This invention relates to a magnetoresistance effect (MR) element, its manufacturing method, magnetic recording element and magnetic memory. More particularly, the invention relates to a magnetoresistance effect element having magnetic nanocontacts that exhibit high magnetoresistance ratios, its manufacturing method, magnetic reproducing element and magnetic memory.
Since the discovery that giant magnetoresistance effect is expressed when a current is supplied to flow in parallel with the major plane of a multi-layered structure, efforts have been paid to find systems having still larger magnetoresistance ratios. Heretofore, ferromagnetic tunnel junction elements and CPP (current perpendicular to plane) type MR elements in which electric current flows vertically in a multi-layered structure have been developed and regarded hopeful as magnetic sensors and reproducing elements of for magnetic recording.
In the technical field of magnetic recording, enhancement of the recording density inevitably requires miniaturization of the recording bit, and this makes it more and more difficult to ensure sufficient signal intensity. Accordingly, materials exhibiting more sensitive magnetoresistance effect are demanded, and the importance of systems having large magnetoresistance ratios as referred to above is getting higher and higher.
Recently, “magnetic nanocontacts” by tip-to-tip abutment of two nickel (Ni) needles and nanocontacts by contact of two magnetite elements were reported as elements exhibiting 100% or higher magnetoresistive effects in the literatures, (1) Garcia, M. Munoz and Y. -W. Zhao, Physical Review Letters, vol.82, p2923 (1999) and (2) J. J. Versluijs, M. A. Bari and J. W. D. Coery, Physical Review Letters, vol. 87, p26601-1 (2001), respectively. These nanocontacts certainly exhibit large magnetoresistive changes. In both proposals, however, the magnetic nanocontacts are made by bringing two needle-shaped or triangular-shaped ferromagnetic elements into tip-to-tip contact.
More recently, magnetic nanocontacts which was formed by arranging two thin nickel wires in a “T”-configuration and by growing a micro column at the connecting point thereof by electroplating technique were reported in the literatures, (3) N. Garcia et. al., Appl. Phys. Lett., vol.80, p1785 (2002) and (4) H. D. Chopra and S. Z. Hua, Phys. Rev. B, vol.66, p.20403-1 (2002)

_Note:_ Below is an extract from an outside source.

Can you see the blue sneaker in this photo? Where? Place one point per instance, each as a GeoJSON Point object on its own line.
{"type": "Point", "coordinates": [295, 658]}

These magnetic nanocontacts exhibit a large mangetoresistance change, however, the structure of the nanocontacts makes it almost impossible to realize a practical magnetoresistance effect element.
Another group has reported a magnetic nanocontact which was formed by growing a cluster of nickel by an electroplating technique in a pinthrough hole made on an alumina layer in the literature, (5) M. Muñoz, G. G. Qian, N. Karar, H. Cheng, I. G. Saveliev, N. Garcia, T. P. Moffat, P. J. Chen, L. Gan, and W. F. Egelhoff, Jr., Appl. Phys. Lett., vol.79, p.2946, (2001).
However, it is difficult to control the magnetic domain structure and the configuration of the point contact, therefore, the resulted magnetoresistance ratio is as small as 14% or even smaller.
Magnetic nanocontacts have a potential to exhibit a large magnetoresistance ratio, however, in order to ensure a large magnetoresistive effect therewith, structures proposed by those literatures must put two needle-shaped ferromagnetic elements in tip-to-tip abutment ensure or they must grow a micro column between two wires by an electroplating technique, and this and other requirements make it difficult to accurately control the contact portions in the manufacturing process. Taking account of their application to magnetic heads or solid magnetic memory devices, it is necessary to develop a structure of nanocontacts suitable for mass production under reasonable control, as well as its manufacturing method. Additionally, to detect the difference in magnetization directions of opposite sides of a nanocontact, control of magnetic domains of both magnetic electrodes is important. Therefore, in order to realize a practical magnetoresistance effect element, it is essential to develop a structure where the control of the magnetic domains of the both magnetic electrodes is quite easy.